Re: [PATCH] Fix memory orders description in atomic ops built-ins docs.

Torvald Riegel Thu, 21 May 2015 11:27:08 -0700

On Thu, 2015-05-21 at 16:45 +0100, Matthew Wahab wrote:
> On 19/05/15 20:20, Torvald Riegel wrote:
> > On Mon, 2015-05-18 at 17:36 +0100, Matthew Wahab wrote:
> >> Hello,
> >>
> >> On 15/05/15 17:22, Torvald Riegel wrote:
> >>> This patch improves the documentation of the built-ins for atomic
> >>> operations.
> >>
> >> The "memory model" to "memory order" change does improve things but I 
> >> think that
> >> the patch has some problems. As it is now, it makes some of the 
> >> descriptions
> >> quite difficult to understand and seems to assume more familiarity with 
> >> details
> >> of the C++11 specification then might be expected.
> >
> > I'd say that's a side effect of the C++11 memory model being the
> > reference specification of the built-ins.
> >
> >> Generally, the memory order descriptions seem to be targeted towards 
> >> language
> >> designers but don't provide for anybody trying to understand how to 
> >> implement or
> >> to use the built-ins.
> >
> > I agree that the current descriptions aren't a tutorial on the C++11
> > memory model.  However, given that the model is not GCC-specific, we
> > aren't really in a need to provide a tutorial, in the same way that we
> > don't provide a C++ tutorial.  Users can pick the C++11 memory model
> > educational material of their choice, and we need to document what's
> > missing to apply the C++11 knowledge to the built-ins we provide.
> >
> 
> We seem to have different views about the purpose of the manual page. I'm 
> treating it 
> as a description of the built-in functions provided by gcc to generate the 
> code 
> needed to implement the C++11 model. That is, the built-ins are distinct from 
> C++11 
> and their descriptions should be, as far as possible, independent of the 
> methods used 
> in the C++11 specification to describe the C++11 memory model.

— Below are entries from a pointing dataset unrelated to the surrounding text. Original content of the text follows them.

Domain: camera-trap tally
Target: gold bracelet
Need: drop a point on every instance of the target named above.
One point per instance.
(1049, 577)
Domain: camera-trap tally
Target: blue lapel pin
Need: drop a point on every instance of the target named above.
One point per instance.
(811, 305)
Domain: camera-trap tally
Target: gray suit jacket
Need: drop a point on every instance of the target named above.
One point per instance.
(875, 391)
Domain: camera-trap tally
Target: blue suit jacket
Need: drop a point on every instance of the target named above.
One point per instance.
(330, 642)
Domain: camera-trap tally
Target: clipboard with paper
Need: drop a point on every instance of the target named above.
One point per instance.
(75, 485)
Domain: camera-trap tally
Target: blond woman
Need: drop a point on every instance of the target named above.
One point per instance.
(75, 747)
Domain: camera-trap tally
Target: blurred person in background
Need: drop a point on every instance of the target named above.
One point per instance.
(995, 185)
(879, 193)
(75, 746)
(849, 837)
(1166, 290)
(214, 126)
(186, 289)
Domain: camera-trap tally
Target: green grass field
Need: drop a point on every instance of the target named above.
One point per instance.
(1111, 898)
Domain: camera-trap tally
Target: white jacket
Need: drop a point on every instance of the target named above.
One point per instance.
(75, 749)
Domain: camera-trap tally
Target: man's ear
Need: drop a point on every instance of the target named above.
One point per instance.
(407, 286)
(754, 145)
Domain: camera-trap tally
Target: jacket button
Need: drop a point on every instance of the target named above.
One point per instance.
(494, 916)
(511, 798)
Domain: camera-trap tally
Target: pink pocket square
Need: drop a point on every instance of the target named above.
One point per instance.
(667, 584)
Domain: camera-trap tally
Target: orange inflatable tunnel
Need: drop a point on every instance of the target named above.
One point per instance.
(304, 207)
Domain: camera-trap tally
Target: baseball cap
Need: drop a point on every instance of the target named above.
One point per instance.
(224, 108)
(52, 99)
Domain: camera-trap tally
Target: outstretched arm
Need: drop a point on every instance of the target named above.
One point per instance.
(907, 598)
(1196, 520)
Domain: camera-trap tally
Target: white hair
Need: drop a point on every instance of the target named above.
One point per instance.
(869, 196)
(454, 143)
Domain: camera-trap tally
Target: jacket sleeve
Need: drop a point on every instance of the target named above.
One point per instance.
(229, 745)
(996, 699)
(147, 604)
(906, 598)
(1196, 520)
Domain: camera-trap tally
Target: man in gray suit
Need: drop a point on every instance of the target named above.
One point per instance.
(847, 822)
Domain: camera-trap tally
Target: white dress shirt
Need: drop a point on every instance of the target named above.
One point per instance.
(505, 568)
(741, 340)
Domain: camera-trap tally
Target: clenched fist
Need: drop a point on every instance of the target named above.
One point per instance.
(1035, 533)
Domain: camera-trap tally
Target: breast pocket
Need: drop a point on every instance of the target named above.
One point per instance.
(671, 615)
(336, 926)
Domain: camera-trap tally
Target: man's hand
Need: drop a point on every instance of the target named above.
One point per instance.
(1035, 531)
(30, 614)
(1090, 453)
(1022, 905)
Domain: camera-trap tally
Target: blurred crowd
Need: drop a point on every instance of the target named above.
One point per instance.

OK.  But we'd need a *precise* specification of what they do if we'd
want to make them separate from the C++11 memory model.  And we don't
have that, would you agree?

It's also not a trivial task, so I wouldn't be optimistic that someone
would offer to write such a specification, and have it cross-checked.

> I understand of course that the __atomics were added in order to support 
> C++11 but 
> that doesn't make them part of C++11 and, since __atomic functions can be 
> made 
> available when C11/C++11 may not be, it seems to make sense to try for 
> stand-alone 
> descriptions.

The compiler can very well provide the C++11 *memory model* without
creating any dependency on the other language/library pieces of C++11 or
C11.  Prior to C++11, multi-threaded executions were not defined by the
standard, so we're not conflicting with anything in prior language
standards, right?

Another way to see this is to say that we just *copy* the C++11 memory
model and use it as the memory model that specifies the behavior of the
atomic built-ins.  That additionally frees us from having to come up
with and maintain our GCC-specific specification of atomics and a memory
model.

> I'm also concerned that the patch, by describing things in terms of formal 
> C++11 
> concepts, makes it more difficult for people to know what the built-ins can 
> be 
> expected to do and so make the built-in more difficult to use There is a 
> danger that 
> rather than take a risk with uncertainty about the behaviour of the 
> __atomics, people 
> will fall-back to the __sync functions simply because their expected 
> behaviour is 
> easier to work out.

I hadn't thought about that possible danger, but that would be right.
The way I would prefer to counter that is that we add a big fat warning
to the __sync built-ins that we don't have a precise specification for
them and that there are several corners of hand-waving and potentially
further issues, and that this is another reason to prefer the __atomic
built-ins.  PR 65697 etc. are enough indication for me that we indeed
lack a proper specification.

> I don't think that linking to external sites will help either, unless people 
> already 
> want to know C++11. Anybody who just wants to (e.g.) add a memory barrier 
> will take 
> one look at the __sync manual page and use the closest match from there 
> instead.

Well, "just wants to add a memory barrier" is a the start of the
problem.  The same way one needs to understand a hardware memory model
to pick the right HW instruction(s), the same one needs to understand a
programming language memory model to pick a fence and understand its
semantics.

> Note that none of this requires a tutorial of any kind. I'm just suggesting 
> that the 
> manual should describe what behaviour should be expected of the code 
> generated for 
> the functions. For the memory orders, that would mean describing what 
> constraints 
> need to be met by the generated code.

I'd bet that if one describes these constraints correctly, you'll get a
large document -- even if one removes any introductory or explanatory
parts that could make it a tutorial.

It's fairly straight-forward to describe several simple usage patterns
of the atomics (e.g., seq-cst ones, simple acquire/release pairs,
producer/consumer, etc.).  But describing the actual *constraints*
correctly ends up duplicating a specification.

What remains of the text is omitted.